For my creative image, my first intention was to include a heightmap from an elevation dataset, but I experienced difficulty working with the datasets, or at least getting a dataset to work with my raytracer without creating a separate class to handle each dataset. Instead, I decided to generate a fractal terrain heightmap, using a shortcut diamond-square method to recursively subdivide the array storing the heighfield data. The diamond square is a two step method that subdivides the terrain first into squares, averages the corners and assigns the squares center point to the average plus a random amount. The square's diagonals plus the new center point can be divided into diamonds, a similar averaging procedure preformed, and the center of the diamond thus creates smaller squares. I only had time to implement the square part, and even so results were mixed. As I discovered several hours into the process, this process only perturbs each point. Thus, doing a recursion level of 4 steps results in a series of impulses across the heightfield, and the heighfield process does not necessarily interpolate across the impulse values to create a smooth surface. A higher level of recursion simply creates a denser field of impulses, which creates some interesting behavior, but is not what I was expecting. This is evident in the image below. There is the variation that I would expect with fractal terrain, but the impulse behavior is distracting.
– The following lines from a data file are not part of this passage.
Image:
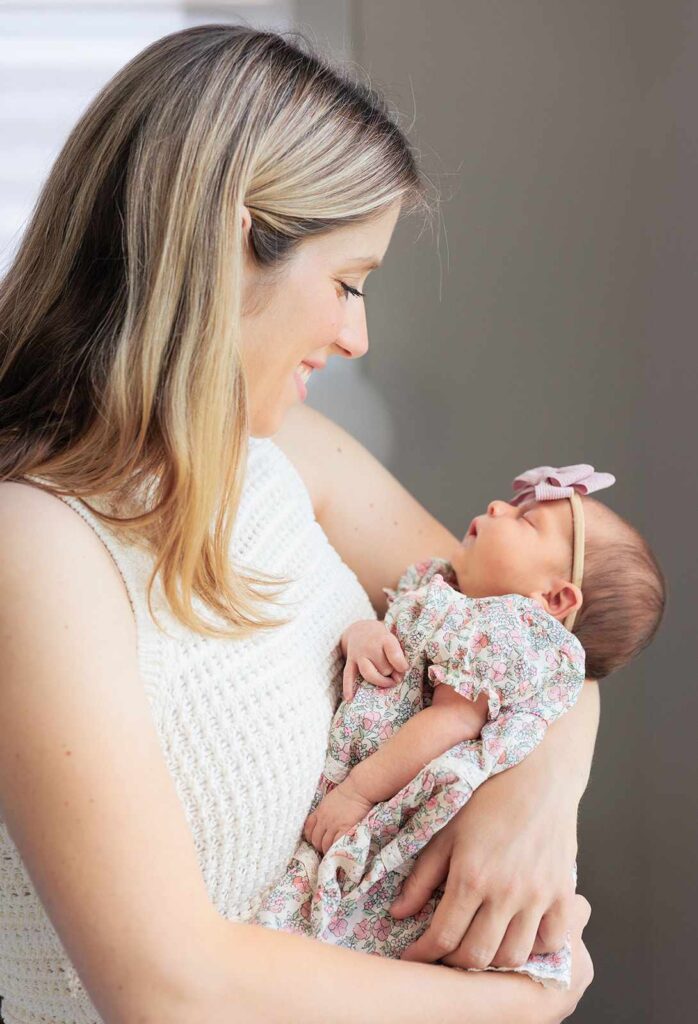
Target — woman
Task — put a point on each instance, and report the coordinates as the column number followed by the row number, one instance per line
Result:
column 199, row 249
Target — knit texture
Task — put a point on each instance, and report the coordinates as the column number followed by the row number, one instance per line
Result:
column 243, row 724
What is needed is a bilinear interpolation method to keep the heighfield correct across each recursion step by interpolating the field from impulse to impulse, or another modeling technique such as a triangle tessellation or spline modeling to allow for this. I was able to fake this by averaging out the unaffected (non-impulse) values, which resulted in a smooth, rolling landscape. I populated this environment with some Triangle trees to complete my creative image. The shape of the underlying heighfield is best illustrated by the shadows from the trees, which follow the curve of the landscape. These image took around 1.5 - 2 minutes to render given the number of triangles in the forest.

Extra Credit

I spent the time working on the creative image rather than the extra credit. Seeing as how the QAEB algorithm is one means to accomplish what I spent hours on trying to derive, perhaps I should have completed this first, and then gone about my creative image. I did find it interesting that Ken Musgrave is currently a realtor in West Virginia, or as he calls it, real real estate.

Additional Comments

The required image took me about 15 hours, and was fairly straightforward given the algorithm presented in class. Most of the time was spend on the bilinear patch code, and troubleshooting the scale factor necessary to not clip the top of the sine curves off at the bounding box. The creative image took about 15 hours as well. This time included exploring different elevation datasets such as DEM, NED, and TIFF, attempting to perform byte swapping and reworking the HeighField class to work with these datasets, and about 8 hours exploring the fractal terrain parameters.